Pex11 homologs and dynamin-related proteins uniquely regulate peroxisome division (cell-cycle-dependent duplication) and proliferation (cell-cycle-independent multiplication). Arabidopsis plants possess five Pex11 homologs designated in this study as AtPex11a, -b, -c, -d and -e. Transcripts for four isoforms were found in Arabidopsis plant parts and in cells in suspension culture; by contrast, AtPex11a transcripts were found only in developing siliques. Within 2.5 hours after biolistic bombardments, myc-tagged or GFP-tagged AtPex11 a, -b, -c, -d and -e individually sorted from the cytosol directly to peroxisomes; none trafficked indirectly through the endoplasmic reticulum. Both termini of myc-tagged AtPex11 b, -c, -d and -e faced the cytosol, whereas the N- and C-termini of myc-AtPex11a faced the cytosol and matrix, respectively. In AtPex11a- or AtPex11e-transformed cells, peroxisomes doubled in number. Those peroxisomes bearing myc-AtPex11a, but not myc-AtPex11e, elongated prior to duplication. In cells transformed with AtPex11c or AtPex11d, peroxisomes elongated without subsequent fission. In AtPex11b-transformed cells, peroxisomes were aggregated and rounded. A C-terminal dilysine motif, present in AtPex11c, -d and -e, was not necessary for AtPex11d-induced peroxisome elongation. However, deletion of the motif from myc-AtPex11e led to peroxisome elongation and fission, indicating that the motif in this isoform promotes fission without elongation. In summary, all five overexpressed AtPex11 isoforms sort directly to peroxisomal membranes where they individually promote duplication (AtPex11a, -e), aggregation (AtPex11b), or elongation without fission (AtPex11c, -d).
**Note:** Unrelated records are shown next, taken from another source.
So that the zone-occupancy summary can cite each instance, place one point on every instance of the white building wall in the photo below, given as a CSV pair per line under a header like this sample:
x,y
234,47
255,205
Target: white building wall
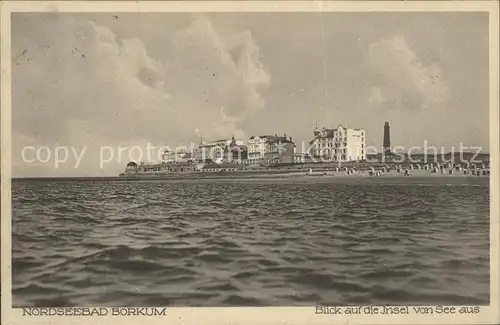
x,y
355,145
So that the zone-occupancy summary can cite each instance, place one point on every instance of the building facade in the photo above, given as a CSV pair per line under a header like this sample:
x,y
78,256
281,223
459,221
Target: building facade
x,y
270,149
339,144
223,151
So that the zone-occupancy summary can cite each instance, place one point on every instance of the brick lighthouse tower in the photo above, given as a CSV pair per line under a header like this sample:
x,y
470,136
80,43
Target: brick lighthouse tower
x,y
387,139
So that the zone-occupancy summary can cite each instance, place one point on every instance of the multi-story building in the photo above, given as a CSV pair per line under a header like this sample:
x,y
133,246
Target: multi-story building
x,y
269,149
180,155
338,144
225,150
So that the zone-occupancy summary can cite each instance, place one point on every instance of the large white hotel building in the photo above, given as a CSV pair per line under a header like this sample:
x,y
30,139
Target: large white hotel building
x,y
338,144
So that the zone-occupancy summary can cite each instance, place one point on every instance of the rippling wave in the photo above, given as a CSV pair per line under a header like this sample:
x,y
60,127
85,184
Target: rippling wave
x,y
251,242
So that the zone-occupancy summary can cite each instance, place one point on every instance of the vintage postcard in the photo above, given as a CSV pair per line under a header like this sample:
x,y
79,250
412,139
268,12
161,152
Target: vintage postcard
x,y
301,162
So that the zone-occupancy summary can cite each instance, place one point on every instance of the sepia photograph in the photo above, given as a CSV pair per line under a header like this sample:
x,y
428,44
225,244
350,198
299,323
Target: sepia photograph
x,y
215,158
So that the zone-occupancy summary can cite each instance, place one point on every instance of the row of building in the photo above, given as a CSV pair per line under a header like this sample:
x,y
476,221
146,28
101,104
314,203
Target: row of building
x,y
338,144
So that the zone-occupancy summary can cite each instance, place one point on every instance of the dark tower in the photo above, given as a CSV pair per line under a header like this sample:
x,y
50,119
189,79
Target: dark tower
x,y
387,139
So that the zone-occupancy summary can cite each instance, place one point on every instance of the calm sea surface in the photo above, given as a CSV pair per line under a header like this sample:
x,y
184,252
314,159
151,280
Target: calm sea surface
x,y
250,242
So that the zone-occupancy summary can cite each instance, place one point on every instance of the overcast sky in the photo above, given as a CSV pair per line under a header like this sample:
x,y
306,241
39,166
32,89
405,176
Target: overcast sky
x,y
94,80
Arabidopsis peroxisomes possess functionally redundant membrane and matrix isoforms of monodehydroascorbate reductase.

The H2O2 byproduct of fatty acid catabolism in plant peroxisomes is removed in part by a membrane-associated antioxidant system that involves both an ascorbate peroxidase and a monodehydroascorbate reductase (MDAR). Despite descriptions of 32-kDa MDAR polypeptides in pea and castor peroxisomal membranes and cDNA sequences for several 'cytosolic' MDARs, the genetic and protein factors responsible for peroxisomal MDAR function have yet to be elucidated. Of the six MDAR polypeptides in the Arabidopsis proteome, named AtMDAR1 to AtMDAR6 in this study, 47-kDa AtMDAR1 and 54-kDa AtMDAR4 possess amino acid sequences that resemble matrix (PTS1) and membrane peroxisomal targeting signals, respectively. Epitope-tagged versions of these two MDARs and a pea 47-kDa MDAR (PsMDAR) sorted in vivo directly from the cytosol to peroxisomes in Arabidopsis and BY-2 suspension cells, whereas AtMDAR2 and AtMDAR3 accumulated in the cytosol. The PTS1-dependent sorting of AtMDAR1 and PsMDAR to peroxisomes was incomplete (inefficient?), but was improved for PsMDAR after changing its PTS1 sequence from -SKI to the canonical tripeptide -SKL. A C-terminal transmembrane domain and basic cluster of AtMDAR4 were necessary and sufficient for targeting directly to peroxisomes. MDAR activity in isolated Arabidopsis peroxisomes was distributed among both water-soluble matrix and KCl-insoluble membrane subfractions that contained respectively 47- and 54-kDa MDAR polypeptides. Notably, a 32-kDa MDAR was not identified. Combined with membrane association and topological orientation findings, these results indicate that ascorbate recycling in Arabidopsis (and probably other plant) peroxisomes is coordinated through functionally redundant MDARs that reside in the membrane and the matrix of the organelle.